Artists, writers and musicians have long enjoyed a certain amount of room to speak critically about the island's Communist system. But Robertico Carcasses' unusually bold lyrics at the pro-government concert-rally were the talk of the town on Friday.
Carcasses, the 41-year-old leader of the Cuban jazz-fusion combo Interactivo, sang about his desire for "free access to information so I can have my own opinion..."
"I want to elect the president by direct vote and not some other way," he continued.
"Neither militants nor dissidents, (we are) all Cubans with the same rights."
"And an end to the blockade," he added, in reference to Washington's 51-year-old economic embargo against Cuba, "and to self-blockade."
Then, more in line with the theme of the event, he gestured at the U.S. Interests Section behind the stage and exclaimed, "Free the Five Heroes!"
"When I heard the first line, I thought, 'Did I hear that right?'" said Diego Ferran, a 68-year-old retiree who watched the performance on TV.
"I was surprised that that was being shown on television ... I was very pleased that he would do that, and in that place right in front of the Interests Section," Ferran said. "He's very right in everything he said."
A woman who answered the phone at Carcasses' home Friday said he was away, and calls to his cellphone did not go through.

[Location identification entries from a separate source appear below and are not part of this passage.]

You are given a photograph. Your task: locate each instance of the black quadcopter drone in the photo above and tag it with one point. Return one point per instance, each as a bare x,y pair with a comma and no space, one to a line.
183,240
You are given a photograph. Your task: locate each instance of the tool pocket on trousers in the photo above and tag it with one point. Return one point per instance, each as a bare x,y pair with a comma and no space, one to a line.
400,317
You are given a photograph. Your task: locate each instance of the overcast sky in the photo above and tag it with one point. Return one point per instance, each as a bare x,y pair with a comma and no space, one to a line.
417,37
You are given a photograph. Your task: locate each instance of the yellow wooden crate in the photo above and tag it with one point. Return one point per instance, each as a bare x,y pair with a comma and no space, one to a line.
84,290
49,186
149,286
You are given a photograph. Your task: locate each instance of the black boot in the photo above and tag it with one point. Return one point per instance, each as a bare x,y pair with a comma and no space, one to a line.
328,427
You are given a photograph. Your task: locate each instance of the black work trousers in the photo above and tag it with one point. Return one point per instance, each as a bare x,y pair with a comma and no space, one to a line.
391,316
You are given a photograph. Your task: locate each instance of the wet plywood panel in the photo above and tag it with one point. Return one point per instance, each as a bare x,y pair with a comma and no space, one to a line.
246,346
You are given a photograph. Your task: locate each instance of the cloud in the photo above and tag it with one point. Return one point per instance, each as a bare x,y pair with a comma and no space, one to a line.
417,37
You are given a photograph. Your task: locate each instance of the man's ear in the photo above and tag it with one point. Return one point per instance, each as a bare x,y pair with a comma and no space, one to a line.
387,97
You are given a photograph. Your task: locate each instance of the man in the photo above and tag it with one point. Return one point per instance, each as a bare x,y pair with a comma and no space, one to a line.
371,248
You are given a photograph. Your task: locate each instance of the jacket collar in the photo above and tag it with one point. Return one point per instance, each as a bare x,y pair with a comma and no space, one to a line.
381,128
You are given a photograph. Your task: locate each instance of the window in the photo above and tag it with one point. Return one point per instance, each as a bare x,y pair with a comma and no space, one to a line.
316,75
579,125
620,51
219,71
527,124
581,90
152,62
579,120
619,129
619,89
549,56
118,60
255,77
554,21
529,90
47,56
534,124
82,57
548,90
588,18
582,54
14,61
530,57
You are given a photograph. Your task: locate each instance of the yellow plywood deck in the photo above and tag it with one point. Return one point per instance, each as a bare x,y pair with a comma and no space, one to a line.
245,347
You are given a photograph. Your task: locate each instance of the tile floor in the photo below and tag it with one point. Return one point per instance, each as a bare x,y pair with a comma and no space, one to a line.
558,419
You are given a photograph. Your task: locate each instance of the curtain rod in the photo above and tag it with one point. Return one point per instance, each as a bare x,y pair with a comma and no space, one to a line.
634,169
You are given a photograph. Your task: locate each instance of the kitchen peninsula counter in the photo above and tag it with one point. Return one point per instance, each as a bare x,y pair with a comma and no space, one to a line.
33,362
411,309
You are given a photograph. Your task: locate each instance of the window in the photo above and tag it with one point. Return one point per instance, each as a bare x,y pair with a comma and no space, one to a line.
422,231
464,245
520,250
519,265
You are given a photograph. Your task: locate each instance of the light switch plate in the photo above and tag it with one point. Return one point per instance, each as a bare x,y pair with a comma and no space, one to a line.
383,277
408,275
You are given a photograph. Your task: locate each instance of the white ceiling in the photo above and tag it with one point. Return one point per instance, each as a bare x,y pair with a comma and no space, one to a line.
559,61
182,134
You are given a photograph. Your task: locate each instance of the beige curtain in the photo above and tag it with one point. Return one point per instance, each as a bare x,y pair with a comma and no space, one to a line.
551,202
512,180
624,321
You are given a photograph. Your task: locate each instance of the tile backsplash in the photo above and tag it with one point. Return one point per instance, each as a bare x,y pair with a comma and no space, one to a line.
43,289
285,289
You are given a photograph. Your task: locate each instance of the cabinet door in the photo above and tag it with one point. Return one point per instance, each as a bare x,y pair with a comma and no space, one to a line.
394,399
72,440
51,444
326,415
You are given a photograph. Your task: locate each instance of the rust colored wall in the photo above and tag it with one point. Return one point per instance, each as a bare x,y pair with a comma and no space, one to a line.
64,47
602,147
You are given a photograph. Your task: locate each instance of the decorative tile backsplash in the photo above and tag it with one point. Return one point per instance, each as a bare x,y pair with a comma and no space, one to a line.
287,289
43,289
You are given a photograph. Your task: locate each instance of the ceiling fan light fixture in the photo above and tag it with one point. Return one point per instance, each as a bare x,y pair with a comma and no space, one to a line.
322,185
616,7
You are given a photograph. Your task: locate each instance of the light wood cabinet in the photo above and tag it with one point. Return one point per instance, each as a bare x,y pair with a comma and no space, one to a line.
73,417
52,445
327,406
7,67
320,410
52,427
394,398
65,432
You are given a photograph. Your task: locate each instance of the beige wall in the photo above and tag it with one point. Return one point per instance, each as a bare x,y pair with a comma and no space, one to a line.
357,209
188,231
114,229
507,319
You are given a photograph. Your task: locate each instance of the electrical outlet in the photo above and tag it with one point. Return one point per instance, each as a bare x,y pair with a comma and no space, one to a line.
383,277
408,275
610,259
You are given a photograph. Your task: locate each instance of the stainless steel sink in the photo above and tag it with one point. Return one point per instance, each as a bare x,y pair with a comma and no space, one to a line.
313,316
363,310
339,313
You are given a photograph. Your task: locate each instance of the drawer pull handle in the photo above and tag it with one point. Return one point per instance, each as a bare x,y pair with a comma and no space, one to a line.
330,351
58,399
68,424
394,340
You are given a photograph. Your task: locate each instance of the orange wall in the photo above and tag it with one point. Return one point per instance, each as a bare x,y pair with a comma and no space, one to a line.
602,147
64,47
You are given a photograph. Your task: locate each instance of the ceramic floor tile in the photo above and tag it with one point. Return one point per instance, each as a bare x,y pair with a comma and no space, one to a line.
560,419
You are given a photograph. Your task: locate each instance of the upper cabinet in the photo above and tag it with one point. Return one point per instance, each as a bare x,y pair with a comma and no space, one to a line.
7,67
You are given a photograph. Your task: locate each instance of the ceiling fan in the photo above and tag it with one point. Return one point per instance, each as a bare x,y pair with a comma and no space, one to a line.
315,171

His lyrics alluded to authorities' control over many aspects of society.
The state and Communist Party operate nearly all island media, and Internet access rates are very low, if creeping upward.
The Communist Party is the only one allowed in Cuba, although membership is not a requirement to run in elections. The president is selected not by direct popular vote, but by parliament, which in turn is elected on a ballot with just one approved candidate for each seat. Cuba defends its political system as more participatory and democratic than most others.
Other prominent musicians have tested the boundaries of acceptable speech.
Legendary crooner Pablo Milanes has given interviews in which he criticized counter-protests that are quietly encouraged targeting anti-government groups such as the Ladies in White.
Singer-songwriter Silvio Rodriguez has also suggested that dissidents' freedom of expression should be respected, even if their opinions aren't shared.
Groups such as rappers Los Aldeanos pull no punches in criticizing the government, but unlike Carcasses, they are outside the island's music establishment and don't appear at official venues.
In 2008 punk rocker Gorki Aguila, known for raunchy lyrics targeting Fidel Castro, was convicted of public disorder and fined, although prosecutors dropped a "social dangerousness" charge that could have resulted in a long prison sentence.
Carcasses' lyrics were perhaps most remarkable for where they were delivered.
The concert was the crowning event of a government-sponsored yellow ribbon campaign to raise awareness about the Cuban Five, who were convicted in 2001 of spying on U.S. military installations and exile groups.
Cuba maintains that they were only monitoring violent exile groups to prevent terror attacks on the island, and their imprisonment is one of Havana's chief grievances against Washington.
Fans packed the so-called Anti-Imperialist Plaza at the foot of the U.S. Interests Section Thursday night to hear more than a dozen performers. One after another, they demanded freedom for the four agents still behind bars.
As the show drew to a close, Carcasses rose from the piano during a part of the song "Cubanos por el Mundo" where he commonly improvises. Standing beneath some two dozen fluttering Cuban flags, Carcasses sang to the crowd and viewers back home about what was on his mind.
"It was right at the end of the concert. Everyone was singing and dancing, and I think not everybody realized what he was saying. I think that's why more people weren't shouting when he said it," said Maite Delgado, a 49-year-old office worker who was at the show.
"But I thought it was great that he did because he was absolutely right," she said, "and I wish more artists would say more things like that so we can keep moving forward."
Others were not amused.
"Unfortunate and opportunistic as well as disrespectful performance by Robertico (Carcasses)," Edmundo Garcia, a Miami-based journalist and activist sympathetic to Cuba said via Twitter. "But one swallow does not a summer make."
Associated Press writers Anne-Marie Garcia and Andrea Rodriguez in Havana contributed.